The 3-5 score line reveals that technically there was no magic of the Cup at Clarence Park last Sunday. The Mighty Saints, underdogs for the day, could not achieve the cliché that is a ‘Cup upset’ and make it to the second round PROPER.
And yet there was something about the whole day itself that would have left Harry Potter feeling at home. On the pitch, under the supervision of tactical wizard and gaffer Ian Allinson the team produced a performance that charmed the crowd. Three perfectly taken goals, including the early opener by Junior Morias which beguiled the BBC viewers who voted it goal of the round.
Off the pitch, the game had clearly enchanted the local community, with a huge crowd of 3,473, encouraged no doubt by the thought of seeing some league opposition but also the efforts of so many to promote the fixture and the club’s speedy and wise response to the consternation that meet the initial ticket prices.
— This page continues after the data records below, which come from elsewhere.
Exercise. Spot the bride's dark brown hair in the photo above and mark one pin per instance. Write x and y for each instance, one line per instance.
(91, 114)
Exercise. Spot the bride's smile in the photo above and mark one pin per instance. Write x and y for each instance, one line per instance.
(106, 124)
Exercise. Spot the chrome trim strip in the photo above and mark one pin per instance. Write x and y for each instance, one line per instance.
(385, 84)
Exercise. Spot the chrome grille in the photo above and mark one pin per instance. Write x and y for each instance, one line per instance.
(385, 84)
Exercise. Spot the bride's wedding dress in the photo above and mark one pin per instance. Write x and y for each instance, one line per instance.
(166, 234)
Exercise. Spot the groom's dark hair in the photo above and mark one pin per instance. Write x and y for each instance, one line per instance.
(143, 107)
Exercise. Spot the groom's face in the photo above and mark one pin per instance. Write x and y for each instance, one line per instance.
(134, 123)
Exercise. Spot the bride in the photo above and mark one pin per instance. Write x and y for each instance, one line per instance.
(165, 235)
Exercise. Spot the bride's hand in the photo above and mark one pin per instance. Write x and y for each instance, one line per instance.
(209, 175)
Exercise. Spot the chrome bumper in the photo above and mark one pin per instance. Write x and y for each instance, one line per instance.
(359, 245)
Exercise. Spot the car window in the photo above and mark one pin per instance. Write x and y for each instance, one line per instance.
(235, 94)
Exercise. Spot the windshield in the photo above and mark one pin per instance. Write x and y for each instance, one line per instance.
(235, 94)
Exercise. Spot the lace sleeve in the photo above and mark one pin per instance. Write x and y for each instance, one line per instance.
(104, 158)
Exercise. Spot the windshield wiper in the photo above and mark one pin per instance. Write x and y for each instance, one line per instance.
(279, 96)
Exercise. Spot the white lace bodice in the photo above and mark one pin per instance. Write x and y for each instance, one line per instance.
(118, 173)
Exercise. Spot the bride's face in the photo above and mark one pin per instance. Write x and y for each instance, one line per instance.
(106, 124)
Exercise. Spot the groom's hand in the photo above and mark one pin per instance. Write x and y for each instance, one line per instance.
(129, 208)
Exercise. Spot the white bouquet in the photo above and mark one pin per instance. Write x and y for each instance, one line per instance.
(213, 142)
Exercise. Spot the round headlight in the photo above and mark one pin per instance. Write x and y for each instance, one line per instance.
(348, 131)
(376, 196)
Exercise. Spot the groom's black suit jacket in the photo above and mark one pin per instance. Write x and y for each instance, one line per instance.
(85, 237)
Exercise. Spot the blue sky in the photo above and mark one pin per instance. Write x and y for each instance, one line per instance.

Managing a mass of people seven times bigger than your usual home crowd required those who, week in week out, contribute to a Clarence Park match day to conjure up something a bit special. Which of course they did, with their regular volunteer numbers boosted by youth team players and some of us who usually spend a bit too much time in the bar to be relied upon. There were additional turnstiles to operate (including a special fast track gate), temporary bars to set up (and therefore more beer to sell), posters with directions for the away fans to put up (and there was me without my lucky hammer), tickets for the seated areas to be checked and just generally more STUFF to do. There were no magic wands from what TLF saw, just a lot of effort, the occasional fraught moment and the usual bonhomie.
Not having been allocated a task, TLF was odd-job Fox, going where bid, until John decided to put me in charge of two youth team players, selling programmes. Turns out that 16/17 year olds who want to look cool are perhaps not as vocal and extrovert as forty-something women with daft hair who no longer cares – who knew!? Such was the quality of the TLF sales patter (and willingness to sell to men queuing for the loo)…or more likely the quality of the programme and the occasion that was leaving the punters spellbound, that our first box was soon dispensed and further supplies were sought. By kick-off we were out of programmes and our money belt was stuffed full of coins and notes.
I passed on this good news to John, who wanted to know, “so how many more did you take from the shop to sell?”
TLF hadn’t thought of that. Clearly still an amateur when it comes to the programme selling malarkey.
“So how are we meant to reconcile the programme sales?”
TLF is speechless and is starting to feel a bit like they do in the Boardroom in The Apprentice. I am waiting for John to morph into LordSugah and tell me, “You’re fired.” But he just shakes his head and strolls of to the next task on his to do list, which probably now includes the action, “don’t let TLF have anything to do with money – she is keen but a bit dozy where maths is concerned.”
TLF scuttles off for a restorative first pint of the day and the rest of the game. Our equaliser to make it 2-2 gives us hope but it just isn’t to be. And yet TLF can’t be gloomy – happy to see Clarence Park full and the generosity of so many who gave so much of their own time before, during and after the match.
That isn’t the magic of the Cup.
That is the magic of St Albans City FC.
Sorcerer’s Apprentice Fox
St Albans City 3 Carlisle Utd 5
Consumption: 1 pint of Stella (no time – busy working!) and 1 packet bacon fries
Programmes sold: Lots
“Get your souvenir programme heeeereeee!”